- Born: 9 June 1964 (age 62) Tehran, Imperial State of Iran
- Education: University of Strathclyde
- Occupation: Architect
- Practice: Foster and Partners, Zaha Hadid Architects
- Projects: Hong Kong International Airport Wembley Stadium

= Mouzhan Majidi =

Mouzhan Majidi (born 9 June 1964) is a British-Iranian architect and was Chief Executive of Foster and Partners between 2007 and 2014.

==Biography==
As a student, he received various awards, including the RIBA Part 1 Design Award in 1985 and RIBA Silver Medal for the best national diploma project in 1987, graduating with first-class honors that year.

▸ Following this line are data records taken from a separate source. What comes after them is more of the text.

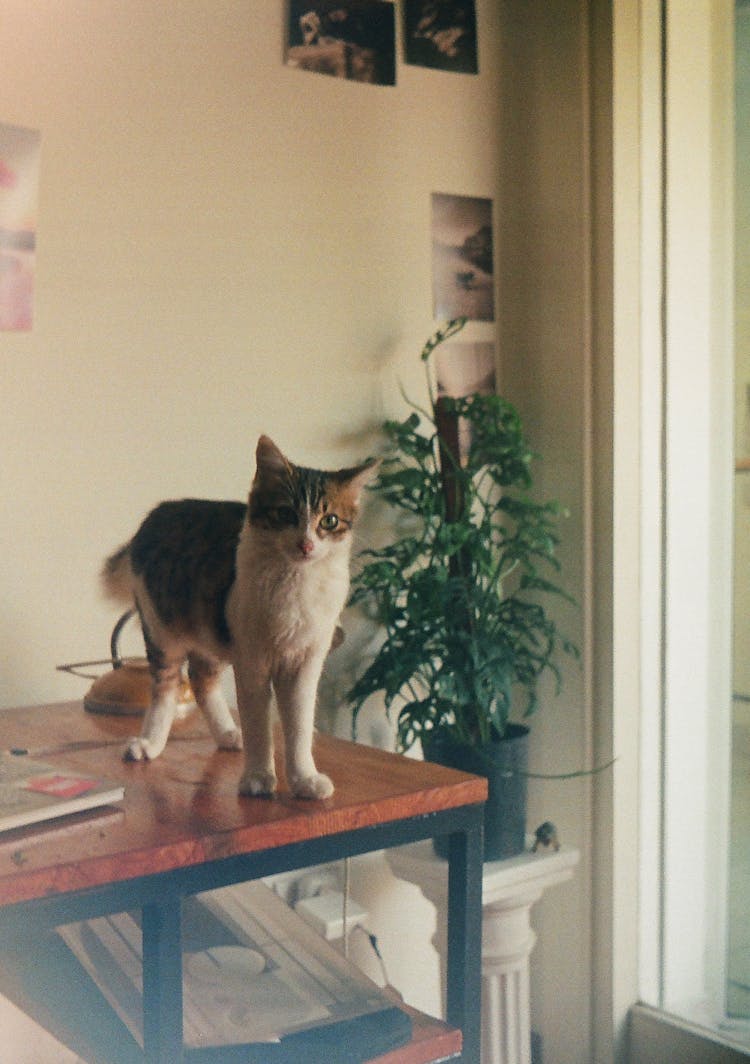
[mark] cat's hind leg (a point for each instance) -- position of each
(204, 678)
(166, 675)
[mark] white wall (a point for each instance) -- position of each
(228, 246)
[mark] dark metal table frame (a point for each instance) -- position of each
(160, 897)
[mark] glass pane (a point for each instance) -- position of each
(738, 949)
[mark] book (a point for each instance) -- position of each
(255, 977)
(33, 791)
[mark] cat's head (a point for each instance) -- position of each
(306, 513)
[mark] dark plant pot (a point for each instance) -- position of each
(504, 764)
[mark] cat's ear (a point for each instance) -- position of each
(356, 479)
(269, 461)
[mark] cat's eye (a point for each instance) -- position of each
(329, 522)
(286, 515)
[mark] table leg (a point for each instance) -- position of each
(162, 945)
(464, 1004)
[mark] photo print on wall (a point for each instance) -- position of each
(355, 40)
(19, 183)
(462, 256)
(440, 34)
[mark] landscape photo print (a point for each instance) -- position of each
(462, 256)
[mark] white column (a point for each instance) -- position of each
(509, 891)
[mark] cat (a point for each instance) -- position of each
(259, 586)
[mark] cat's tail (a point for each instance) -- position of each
(117, 576)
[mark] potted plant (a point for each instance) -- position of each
(460, 594)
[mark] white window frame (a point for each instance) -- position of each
(684, 470)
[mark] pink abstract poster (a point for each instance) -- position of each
(19, 182)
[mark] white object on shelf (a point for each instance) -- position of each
(325, 912)
(509, 890)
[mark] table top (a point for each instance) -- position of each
(183, 809)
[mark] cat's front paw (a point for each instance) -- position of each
(231, 740)
(142, 749)
(317, 785)
(257, 783)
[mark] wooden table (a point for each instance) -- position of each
(183, 829)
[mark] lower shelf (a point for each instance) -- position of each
(85, 988)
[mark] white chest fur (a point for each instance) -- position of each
(285, 604)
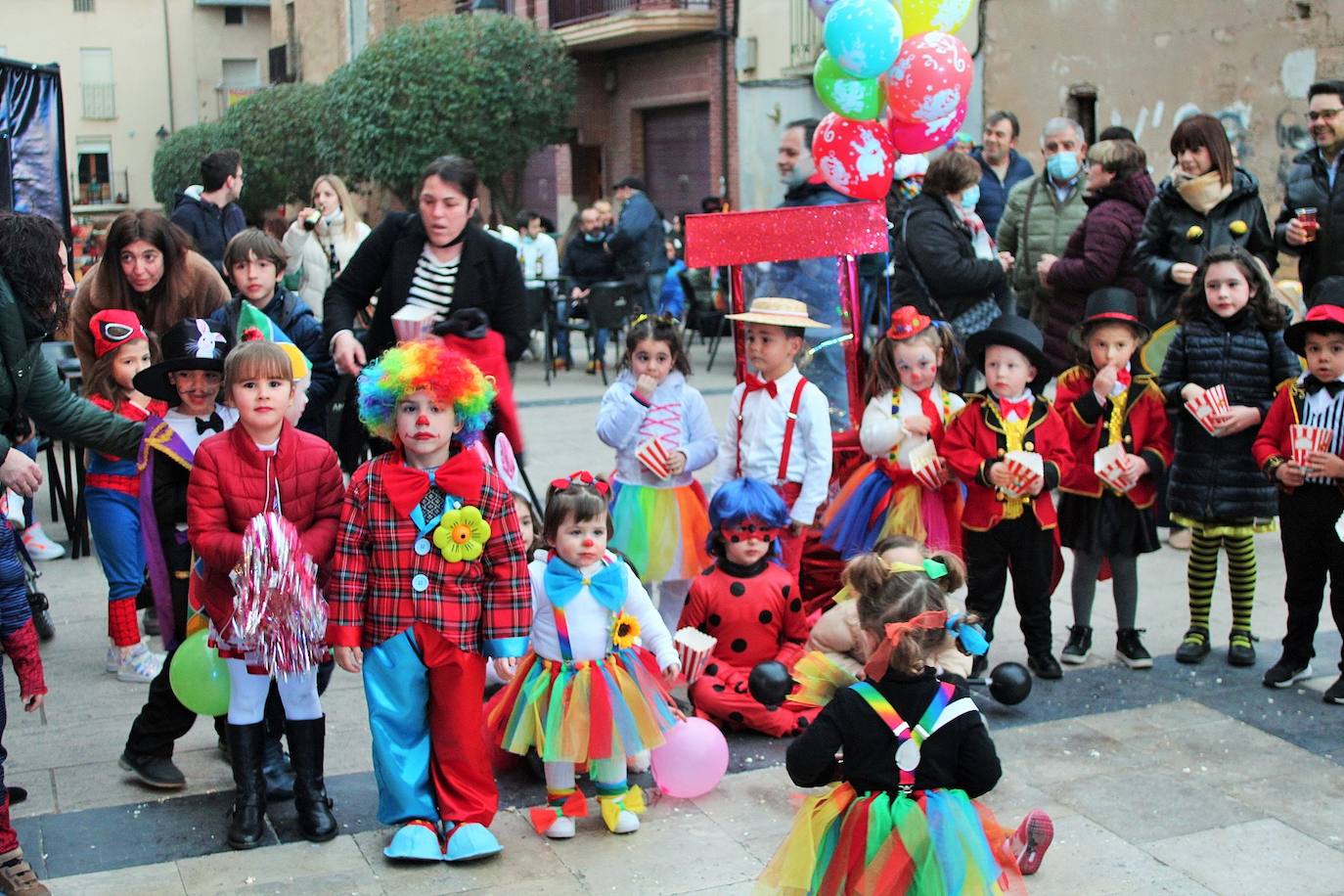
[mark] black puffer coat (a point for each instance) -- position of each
(1217, 478)
(1167, 230)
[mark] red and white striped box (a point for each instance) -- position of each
(1210, 407)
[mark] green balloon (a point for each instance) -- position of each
(850, 97)
(200, 677)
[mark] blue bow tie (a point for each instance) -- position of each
(563, 582)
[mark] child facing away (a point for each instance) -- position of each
(915, 366)
(839, 634)
(428, 580)
(187, 379)
(1006, 528)
(255, 262)
(586, 692)
(916, 755)
(779, 428)
(1107, 400)
(751, 606)
(660, 520)
(263, 465)
(112, 489)
(1230, 335)
(1309, 495)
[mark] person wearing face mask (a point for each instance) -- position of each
(1042, 212)
(946, 265)
(1207, 203)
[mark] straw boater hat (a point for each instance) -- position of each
(780, 312)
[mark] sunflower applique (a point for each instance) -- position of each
(461, 535)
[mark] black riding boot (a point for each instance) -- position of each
(305, 752)
(248, 817)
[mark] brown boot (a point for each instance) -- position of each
(17, 876)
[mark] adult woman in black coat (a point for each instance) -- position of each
(945, 262)
(1206, 203)
(487, 273)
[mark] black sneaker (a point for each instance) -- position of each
(1080, 643)
(1335, 694)
(1131, 649)
(1240, 651)
(1285, 673)
(1193, 648)
(157, 771)
(1043, 665)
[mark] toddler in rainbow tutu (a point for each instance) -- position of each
(586, 692)
(915, 755)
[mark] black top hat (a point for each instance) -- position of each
(194, 344)
(1109, 305)
(1324, 316)
(1013, 332)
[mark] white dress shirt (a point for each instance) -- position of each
(764, 421)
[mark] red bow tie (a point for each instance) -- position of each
(754, 383)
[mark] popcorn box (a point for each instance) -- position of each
(413, 321)
(693, 651)
(1307, 439)
(654, 457)
(1111, 465)
(1024, 470)
(1208, 407)
(923, 464)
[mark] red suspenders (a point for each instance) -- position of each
(787, 430)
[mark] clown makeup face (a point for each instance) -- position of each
(747, 542)
(425, 427)
(581, 543)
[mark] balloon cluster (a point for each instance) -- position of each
(279, 610)
(895, 79)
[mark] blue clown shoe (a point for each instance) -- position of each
(417, 841)
(470, 841)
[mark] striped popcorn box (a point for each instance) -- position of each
(654, 457)
(1210, 407)
(923, 464)
(1024, 470)
(693, 651)
(1307, 439)
(413, 321)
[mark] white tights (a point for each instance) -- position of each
(247, 694)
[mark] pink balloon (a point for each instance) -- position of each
(930, 78)
(854, 157)
(922, 137)
(693, 759)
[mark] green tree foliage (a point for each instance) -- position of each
(178, 160)
(276, 130)
(491, 87)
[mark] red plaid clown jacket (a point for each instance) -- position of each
(388, 574)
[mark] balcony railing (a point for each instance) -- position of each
(567, 13)
(100, 101)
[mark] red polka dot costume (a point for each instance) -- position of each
(755, 612)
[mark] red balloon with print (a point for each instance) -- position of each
(930, 78)
(854, 157)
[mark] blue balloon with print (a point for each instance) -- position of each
(863, 36)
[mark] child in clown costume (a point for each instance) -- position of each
(586, 692)
(428, 579)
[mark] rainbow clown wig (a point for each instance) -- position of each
(744, 503)
(430, 366)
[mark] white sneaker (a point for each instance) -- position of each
(141, 666)
(560, 829)
(39, 546)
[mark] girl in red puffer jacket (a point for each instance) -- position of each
(263, 465)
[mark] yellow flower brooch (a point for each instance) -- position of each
(625, 630)
(461, 535)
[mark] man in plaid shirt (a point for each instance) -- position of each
(428, 579)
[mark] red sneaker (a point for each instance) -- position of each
(1031, 840)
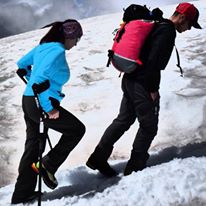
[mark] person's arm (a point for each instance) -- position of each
(162, 45)
(26, 62)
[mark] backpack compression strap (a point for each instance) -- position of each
(178, 61)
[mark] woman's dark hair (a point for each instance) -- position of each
(55, 34)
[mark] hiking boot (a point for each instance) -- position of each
(132, 166)
(30, 198)
(98, 160)
(48, 178)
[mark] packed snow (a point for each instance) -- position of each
(176, 172)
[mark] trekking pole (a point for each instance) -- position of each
(36, 89)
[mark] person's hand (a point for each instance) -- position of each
(54, 114)
(154, 95)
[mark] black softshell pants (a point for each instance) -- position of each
(136, 103)
(72, 131)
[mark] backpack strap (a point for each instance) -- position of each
(110, 56)
(178, 61)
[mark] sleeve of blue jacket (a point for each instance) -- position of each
(45, 72)
(26, 61)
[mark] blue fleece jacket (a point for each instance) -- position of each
(49, 63)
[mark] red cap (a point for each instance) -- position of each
(191, 12)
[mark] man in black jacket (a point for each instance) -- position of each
(141, 94)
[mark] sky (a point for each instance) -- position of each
(176, 172)
(17, 16)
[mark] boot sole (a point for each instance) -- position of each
(103, 173)
(90, 166)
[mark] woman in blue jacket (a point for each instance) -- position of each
(48, 62)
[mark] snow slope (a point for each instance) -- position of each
(176, 174)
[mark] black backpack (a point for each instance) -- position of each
(137, 12)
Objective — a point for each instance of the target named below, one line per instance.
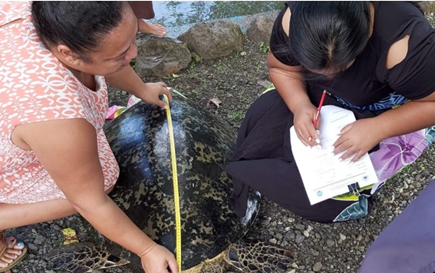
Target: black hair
(80, 25)
(328, 34)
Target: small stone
(300, 238)
(300, 226)
(330, 243)
(317, 266)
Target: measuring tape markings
(175, 185)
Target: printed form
(323, 174)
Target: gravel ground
(237, 81)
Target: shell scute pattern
(140, 141)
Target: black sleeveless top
(367, 84)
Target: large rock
(214, 39)
(160, 56)
(260, 29)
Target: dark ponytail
(328, 34)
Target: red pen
(316, 119)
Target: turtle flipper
(258, 257)
(82, 257)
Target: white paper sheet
(323, 174)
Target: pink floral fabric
(35, 87)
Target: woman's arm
(290, 84)
(129, 81)
(68, 151)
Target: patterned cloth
(35, 86)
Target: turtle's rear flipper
(257, 257)
(82, 257)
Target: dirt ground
(235, 80)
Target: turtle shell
(139, 138)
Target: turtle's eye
(232, 255)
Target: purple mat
(407, 245)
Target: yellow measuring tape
(175, 185)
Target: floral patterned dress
(35, 87)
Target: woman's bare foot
(10, 251)
(155, 29)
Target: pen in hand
(316, 118)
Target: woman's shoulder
(395, 19)
(10, 11)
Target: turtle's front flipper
(82, 257)
(258, 257)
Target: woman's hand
(158, 259)
(304, 127)
(357, 138)
(151, 93)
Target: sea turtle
(211, 231)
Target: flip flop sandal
(3, 250)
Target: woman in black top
(370, 57)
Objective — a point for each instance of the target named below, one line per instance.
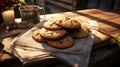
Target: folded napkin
(29, 50)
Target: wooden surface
(109, 21)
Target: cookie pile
(60, 32)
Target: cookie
(79, 33)
(51, 25)
(36, 36)
(68, 23)
(62, 43)
(52, 34)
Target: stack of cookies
(61, 32)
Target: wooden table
(109, 21)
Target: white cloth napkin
(28, 50)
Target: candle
(8, 16)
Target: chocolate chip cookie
(36, 36)
(68, 23)
(62, 43)
(51, 25)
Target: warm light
(18, 20)
(8, 16)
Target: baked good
(52, 34)
(51, 25)
(79, 32)
(68, 23)
(62, 43)
(36, 36)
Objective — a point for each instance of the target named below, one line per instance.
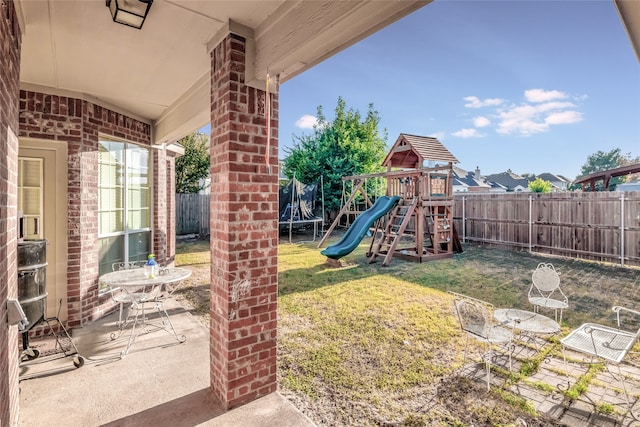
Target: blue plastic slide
(354, 235)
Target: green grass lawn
(372, 345)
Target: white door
(42, 199)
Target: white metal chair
(477, 321)
(122, 297)
(545, 290)
(606, 343)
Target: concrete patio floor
(159, 383)
(164, 383)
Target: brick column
(10, 38)
(244, 233)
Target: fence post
(464, 220)
(622, 230)
(530, 221)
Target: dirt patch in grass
(366, 345)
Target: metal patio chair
(545, 290)
(608, 344)
(477, 321)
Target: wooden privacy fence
(602, 226)
(192, 214)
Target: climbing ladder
(438, 229)
(398, 221)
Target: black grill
(32, 280)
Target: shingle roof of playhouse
(410, 151)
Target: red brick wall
(79, 123)
(244, 233)
(10, 41)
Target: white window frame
(127, 232)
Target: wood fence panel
(192, 214)
(581, 225)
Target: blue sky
(529, 86)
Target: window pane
(139, 245)
(110, 250)
(123, 176)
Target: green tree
(348, 145)
(601, 161)
(193, 167)
(539, 185)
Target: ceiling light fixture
(129, 12)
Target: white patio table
(527, 321)
(145, 291)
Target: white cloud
(530, 119)
(475, 102)
(540, 110)
(481, 122)
(467, 133)
(306, 122)
(563, 117)
(541, 95)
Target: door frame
(55, 156)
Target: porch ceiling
(160, 74)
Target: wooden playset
(420, 227)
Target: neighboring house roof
(552, 178)
(410, 151)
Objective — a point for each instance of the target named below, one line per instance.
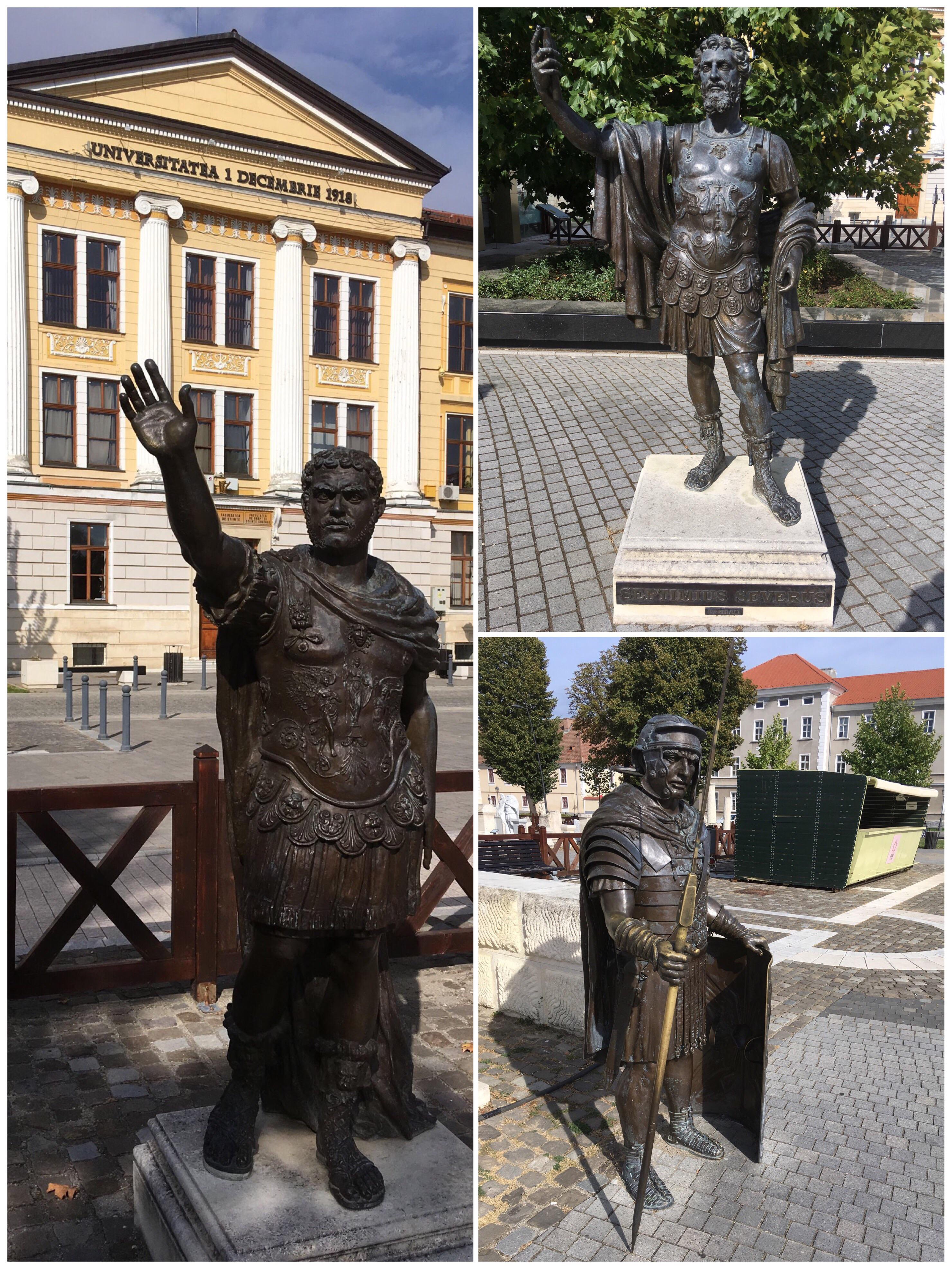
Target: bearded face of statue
(671, 772)
(721, 86)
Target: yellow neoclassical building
(204, 205)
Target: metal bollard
(103, 690)
(126, 719)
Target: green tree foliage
(850, 91)
(613, 698)
(894, 747)
(775, 749)
(597, 778)
(518, 734)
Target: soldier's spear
(680, 942)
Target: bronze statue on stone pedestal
(331, 744)
(680, 207)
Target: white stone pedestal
(720, 557)
(285, 1211)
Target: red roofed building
(822, 711)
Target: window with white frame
(82, 280)
(220, 300)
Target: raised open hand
(163, 430)
(546, 65)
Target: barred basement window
(102, 285)
(239, 304)
(200, 300)
(59, 278)
(327, 316)
(89, 559)
(460, 353)
(361, 322)
(102, 423)
(324, 426)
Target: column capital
(148, 204)
(402, 248)
(22, 181)
(285, 226)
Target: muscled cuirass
(664, 874)
(331, 718)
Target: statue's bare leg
(254, 1021)
(678, 1082)
(346, 1050)
(756, 421)
(634, 1102)
(706, 399)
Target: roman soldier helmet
(664, 731)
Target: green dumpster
(824, 830)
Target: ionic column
(18, 466)
(404, 389)
(287, 423)
(157, 213)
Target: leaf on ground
(63, 1191)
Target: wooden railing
(205, 932)
(881, 237)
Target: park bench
(557, 222)
(516, 856)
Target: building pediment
(229, 84)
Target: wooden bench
(516, 856)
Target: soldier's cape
(393, 608)
(738, 985)
(634, 216)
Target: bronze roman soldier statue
(331, 745)
(681, 210)
(635, 860)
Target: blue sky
(846, 654)
(409, 69)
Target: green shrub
(588, 273)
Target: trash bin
(172, 664)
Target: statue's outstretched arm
(546, 75)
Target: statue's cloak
(634, 217)
(391, 607)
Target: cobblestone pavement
(87, 1075)
(564, 434)
(45, 886)
(854, 1147)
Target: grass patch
(827, 281)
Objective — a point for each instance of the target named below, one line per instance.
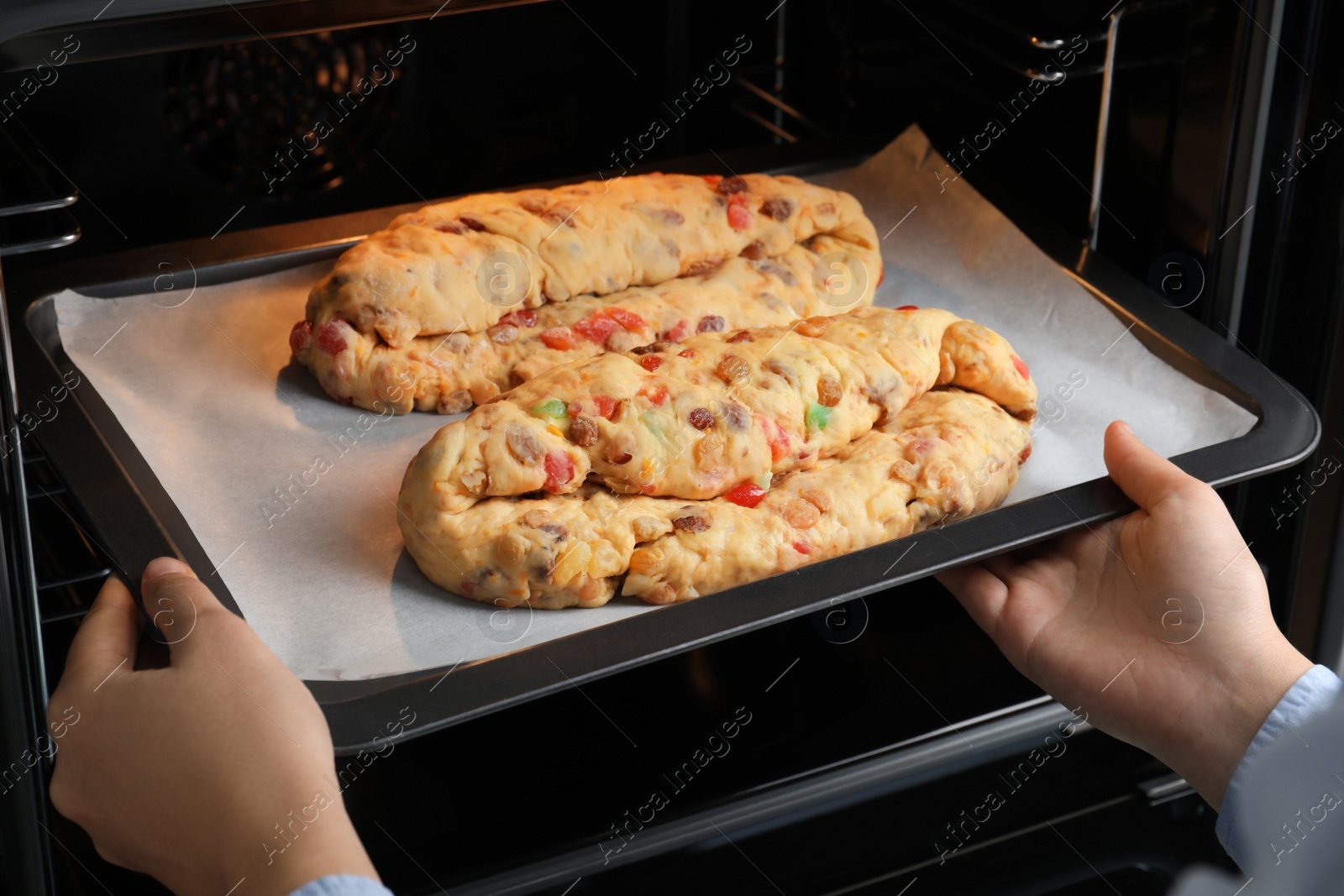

On graduation, he joined Foster + Partners, working on Stansted Airport Terminal Building, which was completed in 1991. He was made an associate that year, and was the project architect in charge of two competition-winning schemes for the Cambridge Law Faculty Building and Frejus School in France. In 1992 he moved to Hong Kong as a director responsible for the design of Hong Kong International Airport at Chek Lap Kok from inception to completion in 1998. He was also the director responsible for the new Air Cargo Super Terminal Building for HACTL and the Airport's Ground Transportation Centre. On his return to London, he became the director of Wembley Stadium.

He became a senior partner and group leader in 2004, overseeing various airports, cultural, commercial, infrastructure, residential, leisure and education projects in Europe, the Far East, and America. Most recently, Group 3 has worked on a luxury development on the Red Sea, Egypt, a super-high tower in Moscow, and a mixed-use masterplan on the Russia Hotel, Moscow site.

In 2010, he was awarded Alumnus of the Year by the University of Strathclyde.

In early 2015 he joined Zaha Hadid Architects as Chief Executive.